Fable icon indicating copy to clipboard operation
Fable copied to clipboard

floating ranges affected by precision loss

Open daz10000 opened this issue 2 years ago • 10 comments

EDIT: See this for the cause of the problem, and this for a workaround.

Description

The range [ 0.5..0.05..1.5 ] should include 1.5 and that value is omitted in python

Repro code

This F# code

for x in [ 0.5..0.05..1.5 ] do
    printfn $"{x}"

Expected and actual results

dotnet output

0.5
0.55
0.6
0.65
0.7
0.75
0.8
0.8500000000000001
0.9
0.95
1
1.05
1.1
1.15
1.2000000000000002
1.25
1.3
1.35
1.4
1.4500000000000002
1.5

Python output (note 1.5 omitted)

$ python program.py
0.5
0.55
0.6000000000000001
0.6500000000000001
0.7000000000000002
0.7500000000000002
0.8000000000000003
0.8500000000000003
0.9000000000000004
0.9500000000000004
1.0000000000000004
1.0500000000000005
1.1000000000000005
1.1500000000000006
1.2000000000000006
1.2500000000000007
1.3000000000000007
1.3500000000000008
1.4000000000000008
1.4500000000000008

The generated python uses the range_double(0.5, 0.05, 1.5) function. Python ranges typically omit the final value.

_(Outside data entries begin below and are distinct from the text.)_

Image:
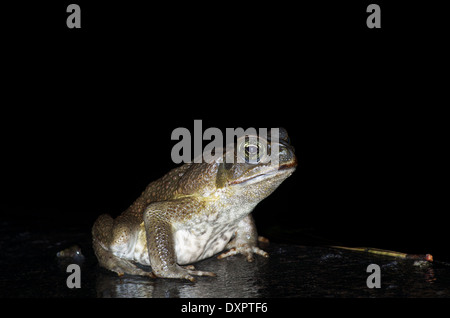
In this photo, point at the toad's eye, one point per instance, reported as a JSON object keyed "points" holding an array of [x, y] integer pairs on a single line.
{"points": [[253, 152]]}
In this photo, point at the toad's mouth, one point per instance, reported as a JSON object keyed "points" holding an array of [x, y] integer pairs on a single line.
{"points": [[282, 170]]}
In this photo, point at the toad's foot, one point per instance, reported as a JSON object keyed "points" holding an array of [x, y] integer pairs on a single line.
{"points": [[245, 250], [184, 272]]}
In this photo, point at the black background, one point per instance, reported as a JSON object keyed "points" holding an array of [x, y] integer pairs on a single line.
{"points": [[87, 114]]}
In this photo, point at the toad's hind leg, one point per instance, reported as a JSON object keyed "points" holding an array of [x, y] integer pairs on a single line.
{"points": [[103, 233]]}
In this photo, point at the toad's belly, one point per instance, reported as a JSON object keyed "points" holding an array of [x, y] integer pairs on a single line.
{"points": [[191, 247]]}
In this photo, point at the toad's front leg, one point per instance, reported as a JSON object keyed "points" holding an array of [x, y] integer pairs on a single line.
{"points": [[160, 243], [245, 241]]}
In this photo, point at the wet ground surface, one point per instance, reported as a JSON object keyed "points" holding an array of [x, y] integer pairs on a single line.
{"points": [[30, 268]]}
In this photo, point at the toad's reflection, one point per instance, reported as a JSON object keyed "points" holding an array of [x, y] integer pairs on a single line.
{"points": [[242, 282]]}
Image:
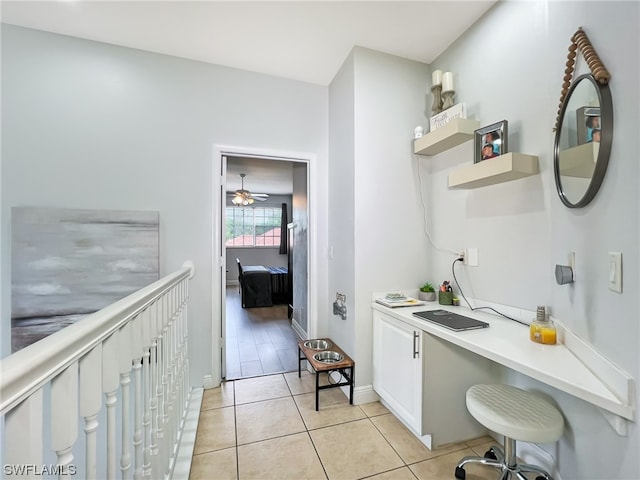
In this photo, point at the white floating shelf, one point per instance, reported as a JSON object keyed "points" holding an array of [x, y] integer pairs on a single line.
{"points": [[579, 161], [504, 168], [452, 134]]}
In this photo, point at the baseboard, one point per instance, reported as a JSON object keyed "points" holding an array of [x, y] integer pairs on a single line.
{"points": [[298, 329], [361, 395], [536, 455], [182, 463]]}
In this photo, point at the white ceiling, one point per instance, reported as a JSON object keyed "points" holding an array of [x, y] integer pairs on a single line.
{"points": [[306, 41]]}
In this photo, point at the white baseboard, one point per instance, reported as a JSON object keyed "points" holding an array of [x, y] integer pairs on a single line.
{"points": [[208, 382], [361, 395], [182, 463], [536, 455], [298, 329]]}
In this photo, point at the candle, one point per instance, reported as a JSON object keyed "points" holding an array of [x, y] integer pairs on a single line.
{"points": [[436, 78], [447, 82]]}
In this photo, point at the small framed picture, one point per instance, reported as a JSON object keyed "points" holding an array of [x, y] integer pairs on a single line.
{"points": [[490, 141], [588, 124]]}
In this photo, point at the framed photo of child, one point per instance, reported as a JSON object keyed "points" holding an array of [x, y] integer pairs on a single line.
{"points": [[588, 124], [490, 141]]}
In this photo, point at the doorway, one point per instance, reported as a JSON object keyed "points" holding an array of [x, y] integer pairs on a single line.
{"points": [[263, 339]]}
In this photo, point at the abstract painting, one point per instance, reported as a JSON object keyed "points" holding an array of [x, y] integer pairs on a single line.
{"points": [[66, 264]]}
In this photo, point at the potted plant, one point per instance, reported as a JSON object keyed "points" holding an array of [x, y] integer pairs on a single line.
{"points": [[427, 292]]}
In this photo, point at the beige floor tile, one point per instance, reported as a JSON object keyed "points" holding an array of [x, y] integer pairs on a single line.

Not sure if that's an issue generally for ranges or specific to floating point numbers..

Related information

$ dotnet fable --version
4.0.0-snake-island-alpha-010

Windows 11, git bash.

daz10000 avatar Jun 30 '22 22:06 daz10000

For Range Python reuses the same implementation as JS in fable-library/Range.fs and I just realized this problems happens in JS too so I need to fix it 😅 I'm assuming this is because the last item goes 1.5 (probably 1.5000000002) and Fable just discards it instead of truncating to 1.5. This is the implementation: https://github.com/fable-compiler/Fable/blob/e54f2b12385d16c9eb8dbfeb47369071d709ecaf/src/fable-library/Range.fs#L3-L13

BTW, this is not exactly related but when checking I realized the generated local function declarations for the lambdas seem to have too many arguments. For example, this:

let integralRangeStep<'T when 'T: comparison> (start: 'T) (step: 'T) (stop: 'T) (zero:'T) (add: 'T -> 'T -> 'T) =
    let stepFn = makeRangeStepFunction step stop zero add
    Seq.delay(fun () -> Seq.unfold stepFn start)

Becomes:

def integral_range_step(start: _T, step: _T, stop: _T, zero: _T, add: Any) -> IEnumerable[_T]:
    step_fn : Callable[[_T], Optional[Tuple[_T, _T]]] = make_range_step_function(step, stop, zero, add)
    def arrow_117(start: _T=start, step: _T=step, stop: _T=stop, zero: _T=zero, add: Any=add) -> IEnumerable[_T]:
        return unfold(step_fn, start)
    return delay(arrow_117)

arrow_117 has the same arguments as the enclosing methods, but the lambda passed to Seq.delay in F# has no arguments (actually, a single unit argument). Should it be like this @dbrattli?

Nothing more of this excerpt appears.